Adichie Nwosu

Adichie Nwosu

Adichie Nwosu

2011

Enugu

In 2011, twenty-one year old Adichie Nwosu traveled down to Enugu to help his younger sister who was trying to gain admission into the university, with some of the processes. That night, he stepped out to attend a party, and did not return. 

His cousin, Chisom Okafor whom he was supposed to have been staying with during his stay in Enugu, could not reach him on the phone. Neither could his parents. After days of futile calling, they declared him missing. They posted his pictures all over social media, with details such as height, what he had been wearing and where he was last seen. 

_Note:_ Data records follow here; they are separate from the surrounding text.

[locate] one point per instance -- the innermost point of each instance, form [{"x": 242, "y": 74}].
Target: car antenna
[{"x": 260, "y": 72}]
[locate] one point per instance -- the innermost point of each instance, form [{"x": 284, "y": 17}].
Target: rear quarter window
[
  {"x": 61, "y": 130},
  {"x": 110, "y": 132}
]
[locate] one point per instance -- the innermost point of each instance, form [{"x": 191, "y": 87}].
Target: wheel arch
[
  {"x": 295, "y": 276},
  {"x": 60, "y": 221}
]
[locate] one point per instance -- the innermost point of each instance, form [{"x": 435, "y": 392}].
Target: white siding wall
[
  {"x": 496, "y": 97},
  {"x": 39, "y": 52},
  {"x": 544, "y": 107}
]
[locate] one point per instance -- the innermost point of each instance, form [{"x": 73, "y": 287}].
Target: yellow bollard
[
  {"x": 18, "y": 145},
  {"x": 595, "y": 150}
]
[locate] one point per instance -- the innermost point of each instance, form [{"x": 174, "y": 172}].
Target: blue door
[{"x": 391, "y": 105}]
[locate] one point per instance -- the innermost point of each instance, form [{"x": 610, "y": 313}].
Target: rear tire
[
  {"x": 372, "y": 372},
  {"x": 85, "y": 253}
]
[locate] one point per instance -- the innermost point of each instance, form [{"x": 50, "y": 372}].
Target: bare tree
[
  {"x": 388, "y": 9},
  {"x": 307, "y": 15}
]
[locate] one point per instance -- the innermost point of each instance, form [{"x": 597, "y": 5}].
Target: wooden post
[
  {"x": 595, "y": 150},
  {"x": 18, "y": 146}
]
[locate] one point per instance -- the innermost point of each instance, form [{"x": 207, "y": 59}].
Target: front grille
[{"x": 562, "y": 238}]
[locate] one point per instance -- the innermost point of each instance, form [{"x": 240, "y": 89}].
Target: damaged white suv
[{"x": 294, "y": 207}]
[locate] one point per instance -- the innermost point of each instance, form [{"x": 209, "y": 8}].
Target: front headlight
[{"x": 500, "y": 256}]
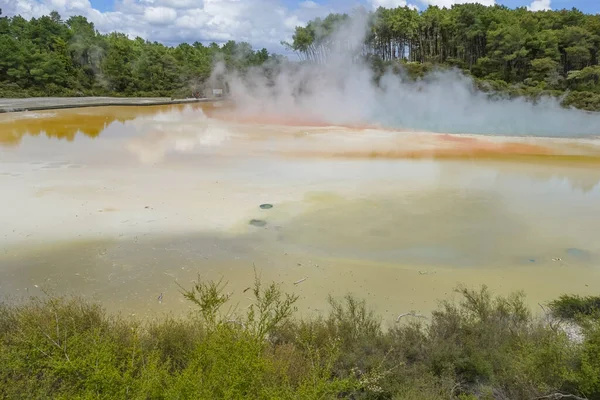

About two weeks later, someone reached out to the family to say he knew where Adichie was and what had happened to him: he had been shot dead by SARS. The family traced the SARS office from this information. The officers confirmed the information to be true. They branded him an armed robber, even though everyone who knew Adichie knew that that was a lie. 

They also refused to release the body to the family, saying that it now belonged to the State. Adichie’s family had to go to court to secure the right to collect and bury their own child. They found that he had been shot multiple times and in multiple places.

“The family never remained the same after that,” says his cousin, Chisom Okafor. “Adichie was the only son as well as the first child. He was a favourite.”

Adichie was very lively and social. He was a student at Nnamdi Azikiwe University, Awka. 

The hardest part of these stories and which no one ever talks about is the trauma of having to live with the damaged, even if false, memory of the deceased person as a criminal, says Chisom. “How many people could we possibly explain to that it couldn’t have been true?” he asks.